Carter’s eyes flick behind me, tearful and pleading. It’s not his expression that stops me, but the direction of his gaze. I turn and follow, and he’s looking right at Bailey. Bailey, who’s watching us with her arms wrapped around herself, an unreadable expression on her face. She looks so small and vulnerable, but she hasn’t turned away. She’s watching my brutality with a blank, unwavering gaze.

And right then, I know. I know if I do this, I’m going to lose her. That she’ll say she can get over it, but the spray of his blood and brain matter is going to play on the back of her eyelids forever, and eventually it’s going to drive her away. Maybe that would be for the best, in the end. Being with me, even in passing, isn’t safe. And I’d do anything to keep Bailey safe. But I can’t bring myself to make her witness this, to know what it looks like when I kill.

I sigh heavily as I turn back to Carter, put the safety back on, and holster my gun. His gaze darts around hummingbird-quick, like he’s still waiting for the shot, for the trick.

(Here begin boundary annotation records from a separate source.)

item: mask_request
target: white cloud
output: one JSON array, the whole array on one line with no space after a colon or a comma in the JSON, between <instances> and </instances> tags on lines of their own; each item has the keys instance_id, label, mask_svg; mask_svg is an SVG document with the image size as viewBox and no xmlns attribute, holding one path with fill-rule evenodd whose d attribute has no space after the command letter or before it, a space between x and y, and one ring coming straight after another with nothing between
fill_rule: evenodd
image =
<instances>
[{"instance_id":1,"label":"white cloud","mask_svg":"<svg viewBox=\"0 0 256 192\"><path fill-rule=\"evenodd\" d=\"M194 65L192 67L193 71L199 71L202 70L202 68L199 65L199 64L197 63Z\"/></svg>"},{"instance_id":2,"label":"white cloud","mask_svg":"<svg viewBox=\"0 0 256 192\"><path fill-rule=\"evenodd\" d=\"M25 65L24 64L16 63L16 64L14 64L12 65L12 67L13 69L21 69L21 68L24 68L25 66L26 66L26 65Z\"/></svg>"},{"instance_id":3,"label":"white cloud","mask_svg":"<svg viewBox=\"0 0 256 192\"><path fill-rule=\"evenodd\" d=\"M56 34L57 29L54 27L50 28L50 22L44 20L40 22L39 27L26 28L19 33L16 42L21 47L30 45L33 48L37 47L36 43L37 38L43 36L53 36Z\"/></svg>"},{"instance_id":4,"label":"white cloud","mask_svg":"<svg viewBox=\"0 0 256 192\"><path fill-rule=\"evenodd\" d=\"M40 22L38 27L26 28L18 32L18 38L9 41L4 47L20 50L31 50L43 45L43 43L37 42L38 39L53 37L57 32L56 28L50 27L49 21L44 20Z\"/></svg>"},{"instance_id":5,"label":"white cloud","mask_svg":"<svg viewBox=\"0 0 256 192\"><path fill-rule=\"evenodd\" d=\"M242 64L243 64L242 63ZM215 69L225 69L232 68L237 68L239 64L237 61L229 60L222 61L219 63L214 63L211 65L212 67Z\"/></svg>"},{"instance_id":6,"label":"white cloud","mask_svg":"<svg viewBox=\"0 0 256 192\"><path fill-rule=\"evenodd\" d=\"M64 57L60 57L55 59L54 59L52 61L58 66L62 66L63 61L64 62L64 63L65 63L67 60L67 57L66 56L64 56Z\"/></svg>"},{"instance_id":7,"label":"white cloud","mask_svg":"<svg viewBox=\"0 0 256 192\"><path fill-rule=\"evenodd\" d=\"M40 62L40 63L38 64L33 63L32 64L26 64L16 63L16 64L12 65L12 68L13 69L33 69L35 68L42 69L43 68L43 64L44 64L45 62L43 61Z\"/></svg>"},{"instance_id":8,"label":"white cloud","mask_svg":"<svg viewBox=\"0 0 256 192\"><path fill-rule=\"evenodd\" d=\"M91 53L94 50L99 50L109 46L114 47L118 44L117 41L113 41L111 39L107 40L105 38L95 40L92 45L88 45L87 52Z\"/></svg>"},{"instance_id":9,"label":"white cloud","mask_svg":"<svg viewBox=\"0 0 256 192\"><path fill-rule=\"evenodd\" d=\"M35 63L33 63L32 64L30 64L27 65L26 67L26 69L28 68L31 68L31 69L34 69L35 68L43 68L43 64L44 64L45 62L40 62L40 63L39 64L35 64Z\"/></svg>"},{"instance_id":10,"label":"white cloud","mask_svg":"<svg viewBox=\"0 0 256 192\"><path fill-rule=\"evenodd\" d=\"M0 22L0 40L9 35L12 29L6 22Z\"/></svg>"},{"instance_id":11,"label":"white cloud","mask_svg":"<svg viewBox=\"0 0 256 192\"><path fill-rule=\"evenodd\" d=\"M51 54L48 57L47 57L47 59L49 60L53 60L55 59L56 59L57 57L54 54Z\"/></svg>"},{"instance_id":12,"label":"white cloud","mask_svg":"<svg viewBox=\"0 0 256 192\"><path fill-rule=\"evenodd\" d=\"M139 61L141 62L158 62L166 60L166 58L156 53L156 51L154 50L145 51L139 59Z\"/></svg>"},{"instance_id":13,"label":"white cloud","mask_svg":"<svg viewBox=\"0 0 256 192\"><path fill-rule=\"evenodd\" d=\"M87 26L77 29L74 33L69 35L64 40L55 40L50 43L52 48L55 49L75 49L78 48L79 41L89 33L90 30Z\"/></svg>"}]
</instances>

“You owe the lady your life,” I tell him, and nod at Bailey. She nods back, just once, but something in me loosens at the gesture.

“Now, you’re going to do as I tell you. You’re going to haul your sorry carcass out of here, and you’re going to call your boys. And every last goddamn one of your sons of bitches is going to get the fuck out of my town.” I pause to make sure he’s listening, and he nods. “You have twenty-four hours before I change my mind, and when I do, I’m going to rain hellfire down on you. Do I make myself clear?”

He nods again, and I kick at his ribs. “I said, do I make myself clear?”

“Yes, sir,” he chokes out.

“Good.”

With that, I stoop to retrieve his gun from a pile of moldering leaves. I tuck the piece in my jacket pocket and turn my back on Carter without another word. I gave him my mercy, but the rest of it is his problem.

I walk back to Bailey, who’s trembling from the cold and the adrenaline. The rain’s let up, but she’s still soaked through. Behind me, I can hear the rustling sounds of Carter getting to his feet and stumbling into the forest.

“You let him live,” she says wonderingly, cutting her eyes to watch his retreat. I don’t bother looking. Everything I want to look at is right in front of me.

I can’t lie to her, say that I’ve changed my ways. She knows who I am, what I’m like. She knows I’ll never turn my back on the Slayers. “I didn’t want you to have to see that,” I say instead.

She accepts that as an answer, because she takes my hand. It’s cold and clammy. I struggle out of my wet jacket and drape it over her shoulders, like I did the night we met. It doesn’t offer much by way of warmth, but seeing her in my jacket after the ordeal of today settles something in me. She offers me a watery smile and clutches it closer around her.

Hand in hand, we pick our way back through the forest to the road. The wet gravel of the shoulder crunches under our feet. We don’t look at each other, but she doesn’t let go of my hand. I retrieve my bike and help her onto the back. When I first saw her, I wondered what she would look like on the back of my bike. Even soaking wet and shivering, she looks good, but the answer to my question has proved so much more dangerous than either of us could have imagined.

I get on the bike, and Bailey wraps her arms around me without hesitation. Feeling her there settles something in me. It somehow just feels right.

“Take me home, Zeke,” Bailey says. So I do.